Plus au sud, Gulf 25 aux Émirats arabes unis a confirmé la capacité française à conduire des manœuvres interarmées de haute intensité en milieu désertique, pendant que Chergui 2025 au Maroc consolidait un partenariat stratégique ancien dans un environnement exigeant.
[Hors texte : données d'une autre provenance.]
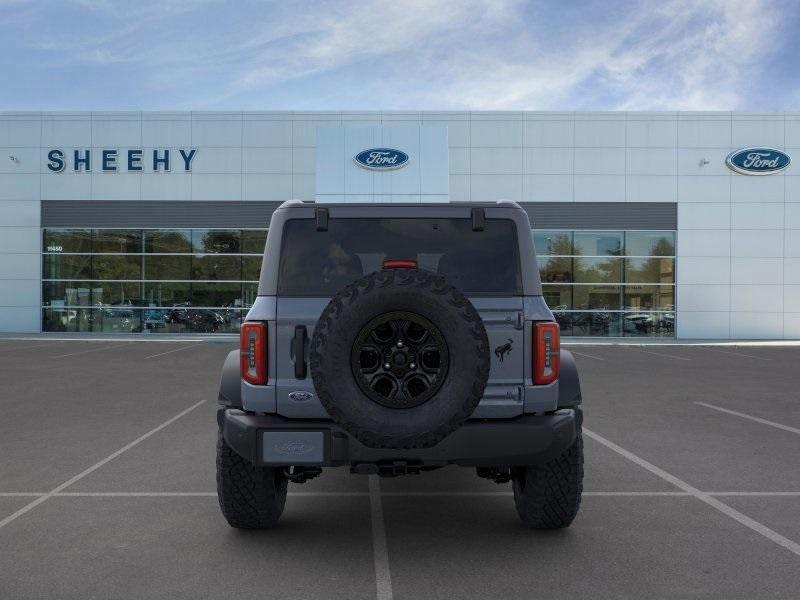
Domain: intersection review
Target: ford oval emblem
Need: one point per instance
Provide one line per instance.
(758, 161)
(296, 448)
(381, 159)
(300, 396)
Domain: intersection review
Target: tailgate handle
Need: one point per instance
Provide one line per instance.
(299, 347)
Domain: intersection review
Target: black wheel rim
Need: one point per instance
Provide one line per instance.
(400, 359)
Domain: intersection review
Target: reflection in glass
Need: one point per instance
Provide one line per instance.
(552, 242)
(91, 293)
(167, 240)
(249, 294)
(649, 297)
(69, 266)
(598, 243)
(650, 270)
(594, 324)
(251, 268)
(555, 269)
(650, 243)
(227, 241)
(253, 241)
(216, 294)
(596, 297)
(558, 297)
(116, 267)
(642, 324)
(167, 293)
(168, 267)
(119, 241)
(138, 320)
(598, 270)
(216, 267)
(67, 240)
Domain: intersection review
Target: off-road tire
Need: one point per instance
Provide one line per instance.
(548, 496)
(426, 294)
(250, 497)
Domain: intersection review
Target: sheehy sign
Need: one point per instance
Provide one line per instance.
(113, 160)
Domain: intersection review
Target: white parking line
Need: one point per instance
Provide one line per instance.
(31, 505)
(384, 494)
(739, 354)
(22, 348)
(91, 350)
(755, 494)
(734, 514)
(751, 418)
(380, 552)
(586, 355)
(171, 351)
(657, 353)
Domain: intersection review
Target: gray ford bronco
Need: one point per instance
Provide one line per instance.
(394, 339)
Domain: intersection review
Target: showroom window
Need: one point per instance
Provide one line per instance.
(149, 280)
(609, 283)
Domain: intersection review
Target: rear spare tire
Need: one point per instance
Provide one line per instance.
(400, 358)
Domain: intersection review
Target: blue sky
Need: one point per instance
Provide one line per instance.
(400, 54)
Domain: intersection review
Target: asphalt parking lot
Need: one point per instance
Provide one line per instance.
(107, 489)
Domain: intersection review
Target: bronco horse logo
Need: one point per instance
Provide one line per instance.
(501, 351)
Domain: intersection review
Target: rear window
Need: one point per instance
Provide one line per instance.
(319, 263)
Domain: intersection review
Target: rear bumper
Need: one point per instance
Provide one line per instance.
(274, 440)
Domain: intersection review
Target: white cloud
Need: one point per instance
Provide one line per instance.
(459, 54)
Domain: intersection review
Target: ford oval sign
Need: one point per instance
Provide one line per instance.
(758, 161)
(381, 159)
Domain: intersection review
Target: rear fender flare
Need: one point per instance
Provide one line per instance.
(230, 386)
(569, 385)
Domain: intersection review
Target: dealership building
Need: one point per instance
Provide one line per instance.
(647, 225)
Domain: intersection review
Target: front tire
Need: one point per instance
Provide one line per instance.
(250, 497)
(548, 496)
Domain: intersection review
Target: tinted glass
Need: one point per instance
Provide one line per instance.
(649, 297)
(117, 241)
(216, 267)
(598, 243)
(168, 240)
(253, 241)
(67, 240)
(555, 269)
(217, 294)
(116, 267)
(558, 297)
(167, 294)
(70, 266)
(319, 263)
(251, 268)
(598, 270)
(552, 242)
(79, 293)
(227, 241)
(650, 270)
(593, 324)
(650, 243)
(168, 267)
(596, 297)
(643, 324)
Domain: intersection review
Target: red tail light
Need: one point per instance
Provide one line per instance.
(546, 357)
(253, 352)
(399, 264)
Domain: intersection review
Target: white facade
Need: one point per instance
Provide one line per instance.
(738, 236)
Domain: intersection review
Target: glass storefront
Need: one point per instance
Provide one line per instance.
(149, 280)
(597, 283)
(609, 283)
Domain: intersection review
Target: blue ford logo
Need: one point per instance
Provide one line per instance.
(381, 159)
(758, 161)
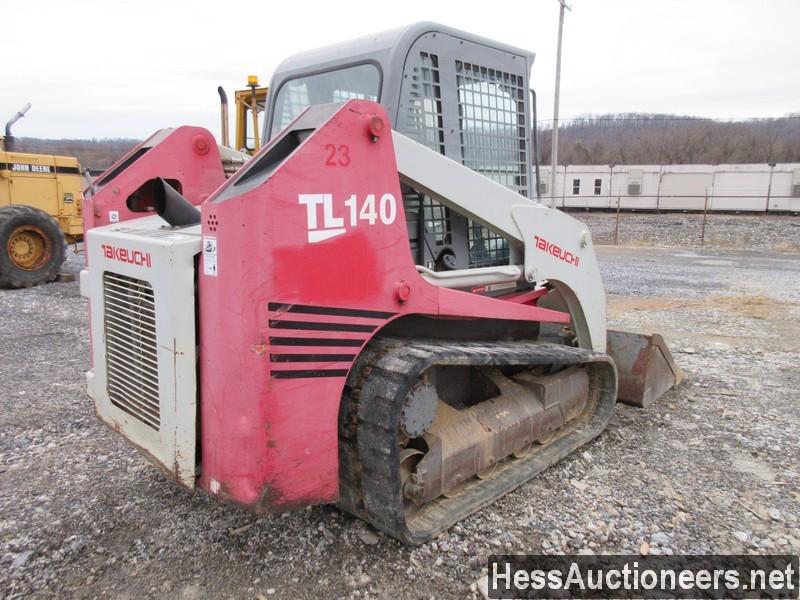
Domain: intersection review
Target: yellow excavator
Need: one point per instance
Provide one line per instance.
(40, 211)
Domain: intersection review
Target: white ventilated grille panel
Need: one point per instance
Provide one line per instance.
(131, 351)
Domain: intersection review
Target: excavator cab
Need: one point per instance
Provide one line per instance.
(461, 95)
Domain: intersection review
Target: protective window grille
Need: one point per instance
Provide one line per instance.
(425, 125)
(296, 100)
(131, 351)
(493, 139)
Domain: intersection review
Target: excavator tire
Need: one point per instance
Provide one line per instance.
(372, 438)
(31, 247)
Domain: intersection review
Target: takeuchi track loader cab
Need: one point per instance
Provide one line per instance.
(297, 338)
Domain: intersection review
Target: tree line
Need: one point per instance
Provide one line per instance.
(619, 139)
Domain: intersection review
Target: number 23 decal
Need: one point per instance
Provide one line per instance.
(338, 156)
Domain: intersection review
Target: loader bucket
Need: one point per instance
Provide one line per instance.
(645, 367)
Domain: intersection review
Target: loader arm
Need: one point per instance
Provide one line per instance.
(547, 245)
Enfin, dans l’Indopacifique, la participation française à ANNUALEX 25 avec le Japon et les États-Unis a rappelé que Paris reste un acteur militaire crédible bien au-delà de l’Europe. Ensemble, ces engagements dessinent une armée française qui s’entraîne comme elle opère : en coalition, sur des théâtres variés, avec une capacité assumée à monter rapidement en puissance.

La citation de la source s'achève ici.